LONDON, United Kingdom — 2017 ended on a better note than expected, notably with strong results coming out from sector bell-weather LVMH. This prompted the Savigny Luxury Index ("SLI") to climb over 2 percent, whilst the MSCI gained 1.5 percent.
Good news from the big players so far: LVMH posted record sales for 2017 with a like-for-like sales growth of 12 percent, double the rate of 2016, with its fashion and leather goods divisions performing particularly well; Richemont and Swatch also impressed investors with solid sales growth in the last quarter and in the last year respectively. All three groups talked about a significant improvement of demand in China. This sentiment was echoed in Brunello Cucinelli's preliminary sales figures for 2017, which registered a 36 percent increase in Greater China. US-focused players Tiffany and Luxottica benefited from one of the USA's strongest holiday seasons in memory, which added momentum to both companies' sales performance for the financial year.
The bridging of online and offline retail, which has become the holy grail of 21st Century luxury retail, is taking another baby step forward. Farfetch is developing new technology that allows customers to flag a wish list of items via their phones when they stroll into a store, or even tell assistants that they do not want to be approached whilst shopping. The marketplace giant, which acquired iconic London multi-brand retailer Browns in 2015, is currently trialling the technology and plans to roll it out to select retail partners soon.
2018 has started with a bang for mergers and acquisitions, with a number of large scale transactions being announced. Richemont launched an offer to acquire the shares in Yoox Net-A-Porter that it didn't own — the terms of the deal valuing YNAP as a whole at 5.3 billion euros (about $6.5 billion). Kering announced its intention to spin off 70 percent of German sportswear giant Puma to its shareholders, with the group retaining 16 percent.
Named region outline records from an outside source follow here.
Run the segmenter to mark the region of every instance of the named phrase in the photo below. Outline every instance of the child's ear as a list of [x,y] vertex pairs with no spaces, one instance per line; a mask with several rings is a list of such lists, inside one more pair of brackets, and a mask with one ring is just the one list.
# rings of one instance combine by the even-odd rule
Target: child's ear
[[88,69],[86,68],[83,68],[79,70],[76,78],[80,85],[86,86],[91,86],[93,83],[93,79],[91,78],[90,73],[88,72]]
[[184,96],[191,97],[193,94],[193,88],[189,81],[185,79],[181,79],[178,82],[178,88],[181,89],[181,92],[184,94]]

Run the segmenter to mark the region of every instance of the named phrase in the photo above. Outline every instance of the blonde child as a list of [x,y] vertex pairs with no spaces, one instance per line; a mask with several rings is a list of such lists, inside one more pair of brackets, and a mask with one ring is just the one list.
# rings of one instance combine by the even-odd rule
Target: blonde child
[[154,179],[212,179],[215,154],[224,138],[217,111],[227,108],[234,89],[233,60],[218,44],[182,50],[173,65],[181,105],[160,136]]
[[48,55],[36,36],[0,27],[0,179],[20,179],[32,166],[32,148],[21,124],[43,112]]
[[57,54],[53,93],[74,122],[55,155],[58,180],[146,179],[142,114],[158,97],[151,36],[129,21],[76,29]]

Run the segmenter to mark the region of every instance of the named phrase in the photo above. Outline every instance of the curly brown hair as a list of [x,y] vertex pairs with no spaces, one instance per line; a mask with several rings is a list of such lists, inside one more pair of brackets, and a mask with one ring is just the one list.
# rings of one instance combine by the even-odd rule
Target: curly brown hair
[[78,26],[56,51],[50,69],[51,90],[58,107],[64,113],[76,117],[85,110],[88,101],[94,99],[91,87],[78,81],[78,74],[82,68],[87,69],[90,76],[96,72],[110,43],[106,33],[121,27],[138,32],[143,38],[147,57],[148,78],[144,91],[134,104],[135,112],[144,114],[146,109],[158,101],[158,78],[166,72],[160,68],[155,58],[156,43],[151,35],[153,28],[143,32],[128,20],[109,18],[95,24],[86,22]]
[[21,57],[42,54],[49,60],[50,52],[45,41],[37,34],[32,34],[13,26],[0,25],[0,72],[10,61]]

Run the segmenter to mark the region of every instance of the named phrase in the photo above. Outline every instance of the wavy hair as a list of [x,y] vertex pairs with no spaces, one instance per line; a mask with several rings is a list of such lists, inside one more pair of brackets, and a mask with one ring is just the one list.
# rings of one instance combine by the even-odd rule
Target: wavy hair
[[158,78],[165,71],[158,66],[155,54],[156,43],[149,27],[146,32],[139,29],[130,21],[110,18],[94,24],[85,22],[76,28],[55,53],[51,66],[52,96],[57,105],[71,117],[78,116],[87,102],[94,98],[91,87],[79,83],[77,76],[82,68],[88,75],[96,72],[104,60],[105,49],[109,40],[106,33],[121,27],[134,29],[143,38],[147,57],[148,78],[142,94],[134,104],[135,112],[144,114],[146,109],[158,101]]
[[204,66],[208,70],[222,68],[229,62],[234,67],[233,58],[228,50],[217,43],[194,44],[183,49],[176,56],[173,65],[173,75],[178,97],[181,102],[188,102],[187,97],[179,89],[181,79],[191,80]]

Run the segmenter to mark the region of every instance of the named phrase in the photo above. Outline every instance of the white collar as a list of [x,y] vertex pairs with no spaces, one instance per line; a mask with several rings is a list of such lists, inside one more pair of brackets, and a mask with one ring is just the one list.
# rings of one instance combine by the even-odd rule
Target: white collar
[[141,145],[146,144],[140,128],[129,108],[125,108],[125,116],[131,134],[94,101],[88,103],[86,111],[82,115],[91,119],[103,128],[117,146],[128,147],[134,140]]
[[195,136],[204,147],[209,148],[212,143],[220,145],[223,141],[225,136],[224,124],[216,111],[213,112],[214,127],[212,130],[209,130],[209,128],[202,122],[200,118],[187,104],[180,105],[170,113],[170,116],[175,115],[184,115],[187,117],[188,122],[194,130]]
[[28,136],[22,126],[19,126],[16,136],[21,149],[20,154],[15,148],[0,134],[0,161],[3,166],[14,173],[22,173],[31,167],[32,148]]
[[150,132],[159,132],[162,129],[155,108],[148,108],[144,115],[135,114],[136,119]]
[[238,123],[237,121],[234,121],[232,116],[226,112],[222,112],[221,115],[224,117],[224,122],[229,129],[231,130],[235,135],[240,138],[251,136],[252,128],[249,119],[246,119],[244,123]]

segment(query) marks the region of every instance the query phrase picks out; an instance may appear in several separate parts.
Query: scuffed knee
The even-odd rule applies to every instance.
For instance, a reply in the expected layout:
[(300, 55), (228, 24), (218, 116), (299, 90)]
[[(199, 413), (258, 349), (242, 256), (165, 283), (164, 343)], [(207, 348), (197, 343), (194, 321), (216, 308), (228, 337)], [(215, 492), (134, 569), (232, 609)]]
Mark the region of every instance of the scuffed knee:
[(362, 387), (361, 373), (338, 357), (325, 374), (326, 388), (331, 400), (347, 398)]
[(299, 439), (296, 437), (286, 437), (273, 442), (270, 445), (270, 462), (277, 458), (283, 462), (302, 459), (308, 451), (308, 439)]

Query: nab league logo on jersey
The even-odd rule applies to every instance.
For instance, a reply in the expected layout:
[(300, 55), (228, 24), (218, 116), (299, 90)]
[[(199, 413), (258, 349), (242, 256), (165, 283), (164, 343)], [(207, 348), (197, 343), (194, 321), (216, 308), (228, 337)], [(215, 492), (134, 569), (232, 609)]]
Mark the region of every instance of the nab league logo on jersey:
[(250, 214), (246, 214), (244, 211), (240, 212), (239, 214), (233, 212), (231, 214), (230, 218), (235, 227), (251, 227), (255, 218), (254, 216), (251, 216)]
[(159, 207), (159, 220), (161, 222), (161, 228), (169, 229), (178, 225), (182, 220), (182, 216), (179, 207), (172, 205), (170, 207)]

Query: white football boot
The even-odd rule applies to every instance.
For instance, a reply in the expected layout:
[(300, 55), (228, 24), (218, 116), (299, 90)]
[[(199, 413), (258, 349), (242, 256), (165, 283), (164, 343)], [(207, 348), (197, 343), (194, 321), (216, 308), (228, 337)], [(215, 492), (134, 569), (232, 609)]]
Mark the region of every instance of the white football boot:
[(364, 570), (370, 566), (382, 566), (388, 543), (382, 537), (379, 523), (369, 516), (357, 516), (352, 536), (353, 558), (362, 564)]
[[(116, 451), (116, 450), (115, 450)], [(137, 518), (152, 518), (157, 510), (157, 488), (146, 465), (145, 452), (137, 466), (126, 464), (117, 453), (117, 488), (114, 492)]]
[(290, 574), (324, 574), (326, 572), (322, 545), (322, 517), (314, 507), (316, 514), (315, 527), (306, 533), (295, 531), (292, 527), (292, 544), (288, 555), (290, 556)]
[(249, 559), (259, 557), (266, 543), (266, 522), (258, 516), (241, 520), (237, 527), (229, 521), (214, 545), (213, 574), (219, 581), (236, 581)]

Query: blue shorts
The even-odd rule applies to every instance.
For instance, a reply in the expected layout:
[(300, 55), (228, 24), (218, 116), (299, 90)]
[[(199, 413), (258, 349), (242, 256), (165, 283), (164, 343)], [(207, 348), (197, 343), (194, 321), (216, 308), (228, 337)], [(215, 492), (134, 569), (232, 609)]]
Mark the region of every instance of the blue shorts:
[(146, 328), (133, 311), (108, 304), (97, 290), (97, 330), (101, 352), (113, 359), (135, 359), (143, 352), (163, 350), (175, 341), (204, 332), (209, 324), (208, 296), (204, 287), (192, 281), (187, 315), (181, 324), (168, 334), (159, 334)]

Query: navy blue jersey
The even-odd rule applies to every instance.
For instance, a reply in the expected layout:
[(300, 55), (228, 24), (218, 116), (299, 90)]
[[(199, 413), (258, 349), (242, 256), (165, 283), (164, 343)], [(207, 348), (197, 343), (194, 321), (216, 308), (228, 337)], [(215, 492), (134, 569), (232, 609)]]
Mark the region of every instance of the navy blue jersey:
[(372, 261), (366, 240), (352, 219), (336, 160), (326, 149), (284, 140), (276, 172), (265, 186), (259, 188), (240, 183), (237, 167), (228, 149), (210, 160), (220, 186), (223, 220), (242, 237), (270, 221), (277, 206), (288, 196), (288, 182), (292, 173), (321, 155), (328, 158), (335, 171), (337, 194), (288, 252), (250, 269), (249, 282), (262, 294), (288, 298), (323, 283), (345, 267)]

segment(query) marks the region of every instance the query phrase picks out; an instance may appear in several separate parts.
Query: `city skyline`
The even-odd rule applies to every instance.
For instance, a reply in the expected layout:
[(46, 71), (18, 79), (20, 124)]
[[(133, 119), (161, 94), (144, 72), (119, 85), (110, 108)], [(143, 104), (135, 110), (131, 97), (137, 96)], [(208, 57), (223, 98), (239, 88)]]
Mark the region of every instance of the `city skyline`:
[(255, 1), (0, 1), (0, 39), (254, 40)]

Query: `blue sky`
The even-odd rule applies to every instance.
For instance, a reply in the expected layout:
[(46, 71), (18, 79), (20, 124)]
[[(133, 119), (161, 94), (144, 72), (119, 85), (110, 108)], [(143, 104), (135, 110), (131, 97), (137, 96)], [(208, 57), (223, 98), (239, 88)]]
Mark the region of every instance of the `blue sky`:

There were also rumours that the luxury conglomerate was considering a split with Stella McCartney, with the designer buying back the group's 50 percent stake. In health and beauty, a tweet by India-based Patanjali Ayurveda's spokesperson revealed that L Catterton was willing to invest $500 million in the well-being brand.
Hedi Slimane has returned to the LVMH fold as creative and image director of Céline. Hedi will spearhead the brand's extension into menswear, fragrances and couture, with the goal to double the brand's sales to €2 billion within the next few years. Elsewhere within the LVMH group, Kim Jones announced his departure as menswear designer of Louis Vuitton, fuelling speculation that he might move to Versace or to Burberry.
- Prada gained almost 13 percent this month on the back of an improved trading environment in China, where the group has a strong presence.
- Ralph Lauren's share price was boosted by broker upgrades in anticipation of its quarterly results announcement, due in February. The stock gained 10 percent in January.
- Swatch's strong sales performance in 2017 and confident outlook for 2018 pushed the Swiss watch group's share price up 7 percent this month.
- Burberry and Mulberry were hit hard by the further unfolding of Brexit. Both companies saw a reversal of fortunes in their domestic market as the impact of a lower pound wore off and bargain-hunting tourists eschewed the UK for deals in other markets. Burberry lost 12 percent of its value whilst Mulberry lost 6 percent of its value in January.
- Safilo had its worst trading day in a year at the end of January, losing 7 percent of its value after yet another disappointing set of results. The company's loss of the Gucci eyewear license contributed to a halving of its projected EBITDA for 2017. Nevertheless, overall monthly performance of the stock in January was only slightly negative.
What to watch
We are getting some indications of what to watch in 2018 from the incoming string of results announcements. Overall optimism for the current year is being tempered by caution over currency movements, with the euro already appreciating against the dollar. Tensions in the Middle East and in Korea are also on companies' watch list. Nevertheless, China is back in the game and has seen the emergence of millennials as the driving force of a 20 percent growth in luxury sales in 2017. Millennials are more likely to shop from their smartphones and appear more interested in fashion (especially the fast-growing luxury streetwear segment). Saint Laurent has teamed up with JD.com to launch an online presence in China; we should expect more of this to come in 2018.
Editor's Note: This article was revised on 7 February, 2018. A previous version of this article misstated that Richemont launched an offer to acquire the shares in Yoox Net-A-Porter that it didn't own, valuing the recently merged entity at £3 billion. The £3 billion corresponds to the amount of shares that Richemont has offered to buy, which is just over half of YNAP. This means that the offer should value the company at more or less the double of that.